The SF Group Chat

Apr 3, 2026

Nobody tells you about The Group Chat before you move to SF.

There's no orientation. But the moment you start building here, you're already in it, and it's already forming an opinion about you.

The Group Chat is the invisible, collective judgment that SF's investors, founders, and operators hold about you and your startup. It's shaped by what you post on X, your pitches, news, rumors, and hallway chatter. Think of it like a massive WhatsApp group that everyone important is in – except no one ever added you, and you can't see the messages.

The Group Chat has two powers. When The Group Chat's wind is a tailwind, raising money is easy. You get inbound from investors, talented employees want to join your company, your reply rate is close to 100%, and you can get an intro to almost anyone. Sometimes you can even get term sheets without pitching. When The Group Chat's wind is a headwind, everyone ghosts you and leaves you on read. Investors who have already said "yes" can pull away from the round. Hiring becomes hard, as SF is a very competitive place, and talent stops believing you'll win.

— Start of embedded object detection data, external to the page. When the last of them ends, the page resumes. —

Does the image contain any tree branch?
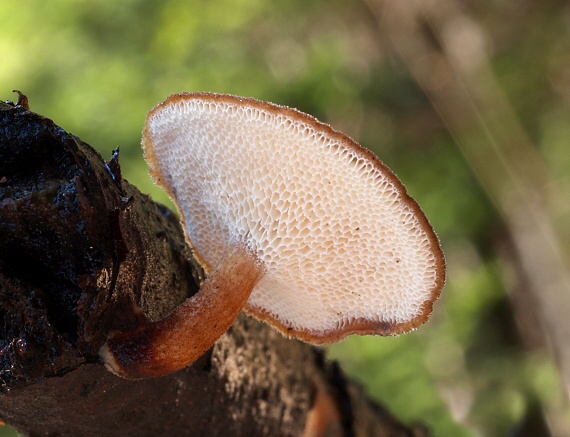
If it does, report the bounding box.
[0,97,425,437]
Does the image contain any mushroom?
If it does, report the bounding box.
[101,93,445,378]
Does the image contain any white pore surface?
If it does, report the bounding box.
[147,98,437,333]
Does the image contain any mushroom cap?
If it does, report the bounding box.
[143,93,445,344]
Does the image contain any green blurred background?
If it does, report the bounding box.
[0,0,570,436]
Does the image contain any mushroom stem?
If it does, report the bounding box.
[100,240,264,379]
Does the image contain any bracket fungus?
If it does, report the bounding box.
[101,93,445,378]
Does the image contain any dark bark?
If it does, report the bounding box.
[0,97,424,436]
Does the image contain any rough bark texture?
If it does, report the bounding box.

The first SF Group Chat is obviously Twitter. If your launch goes viral on X, investors & customers start talking about you. When you do it several times in a row in a short amount of time, you become "the hot company" – everyone calls it "momentum", and your biggest goal is to never lose momentum. It makes sense why it works like that: X is the social network for the entrepreneurs & the most powerful people in the world. If your post on X reaches 1M views, it's safe to assume at least 1000 investors saw that launch at the same time – each one assuming the other 999 are already in your inbox. Paul Graham famously wrote that the biggest thing that matters for investors in fundraising is the opinion of other investors about you.

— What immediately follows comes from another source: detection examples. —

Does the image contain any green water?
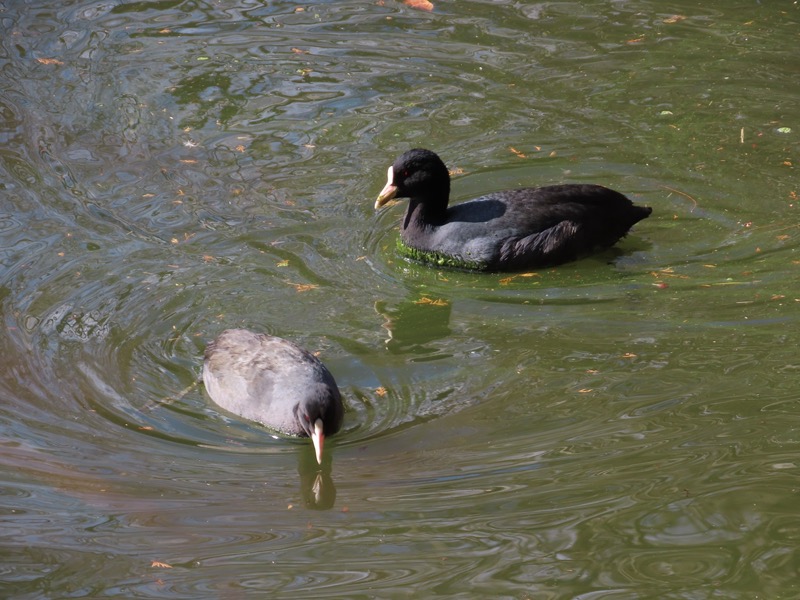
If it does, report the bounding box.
[0,0,800,600]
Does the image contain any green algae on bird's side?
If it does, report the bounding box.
[397,237,488,271]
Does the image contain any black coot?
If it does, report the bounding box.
[203,329,344,464]
[375,148,652,271]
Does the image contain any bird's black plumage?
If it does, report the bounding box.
[375,148,652,271]
[203,329,344,462]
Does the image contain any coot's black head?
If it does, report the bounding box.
[375,148,450,210]
[294,384,344,464]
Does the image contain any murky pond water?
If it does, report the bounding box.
[0,0,800,599]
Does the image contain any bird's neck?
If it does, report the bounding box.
[403,182,450,229]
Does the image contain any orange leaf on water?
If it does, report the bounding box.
[403,0,433,12]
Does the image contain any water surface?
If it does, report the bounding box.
[0,0,800,599]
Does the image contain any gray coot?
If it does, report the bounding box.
[375,148,652,271]
[203,329,344,464]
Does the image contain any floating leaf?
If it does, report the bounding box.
[414,296,448,306]
[403,0,433,12]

I first learned this when my co-founder @levan told me the way to raise in SF is to be viral on X. Then I heard it again when Hubert Thiebolt from Founders, Inc. said to me in Dec 2024: "There are two ways to raise money in San Francisco: YC Demo Day and Twitter".

But there is a second, private group chat. The one that is the actual sum of all WhatsApp group chats and private parties. This chat can be bad news for those who come here with a pure, naive American dream. But as we know, life doesn't owe it to anyone to be fair – it makes sense why it currently works this way. SF and the US operate on speed and high trust, so private circles of power naturally form around circles of high trust in the place that runs the world's tech.

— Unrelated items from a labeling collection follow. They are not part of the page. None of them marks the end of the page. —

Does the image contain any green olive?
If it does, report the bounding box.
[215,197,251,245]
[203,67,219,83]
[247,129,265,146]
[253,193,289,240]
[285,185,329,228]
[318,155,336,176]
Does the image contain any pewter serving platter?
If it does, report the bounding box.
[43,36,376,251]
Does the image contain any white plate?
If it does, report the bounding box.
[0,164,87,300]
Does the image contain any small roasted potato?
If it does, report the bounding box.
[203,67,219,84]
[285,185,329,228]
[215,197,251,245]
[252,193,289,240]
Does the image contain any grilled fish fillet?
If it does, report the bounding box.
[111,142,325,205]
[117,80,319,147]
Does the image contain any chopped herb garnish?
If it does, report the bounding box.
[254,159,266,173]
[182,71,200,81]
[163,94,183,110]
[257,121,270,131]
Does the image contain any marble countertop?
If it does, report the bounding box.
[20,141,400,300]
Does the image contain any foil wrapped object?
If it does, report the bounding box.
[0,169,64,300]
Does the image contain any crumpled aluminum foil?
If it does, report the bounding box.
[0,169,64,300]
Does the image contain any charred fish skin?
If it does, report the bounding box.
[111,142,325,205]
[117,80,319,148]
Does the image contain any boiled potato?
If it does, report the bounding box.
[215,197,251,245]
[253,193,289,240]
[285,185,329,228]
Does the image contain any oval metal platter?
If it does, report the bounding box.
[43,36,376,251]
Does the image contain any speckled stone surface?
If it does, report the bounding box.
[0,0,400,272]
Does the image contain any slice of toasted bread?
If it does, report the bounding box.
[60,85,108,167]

There are three ways to influence the group chat. Growing fast, getting attention on Twitter from smart people, and influencing powerful people at closed private parties.

The Group Chat fosters the collective thinking nature of SF – people call it "the SF hive mind". Collective thinking gives a one-sided view of the world. It enables fast deals and innovation, but can kill the most contrarian ideas and contrarian founders. Paradoxically, groupthink makes SF founders miss obvious ideas, too. Groupthink is one of the reasons Rork, founded by two immigrants with no network, is winning (apart from the fact that Rork has the best team).

The Group Chat creates the best things in the world. But The Group Chat also makes SF blind to groupthink.

That's why The Group Chat is the best and, at the same time, the worst thing that happened to San Francisco.

Just move to SF – The Group Chat will change your life.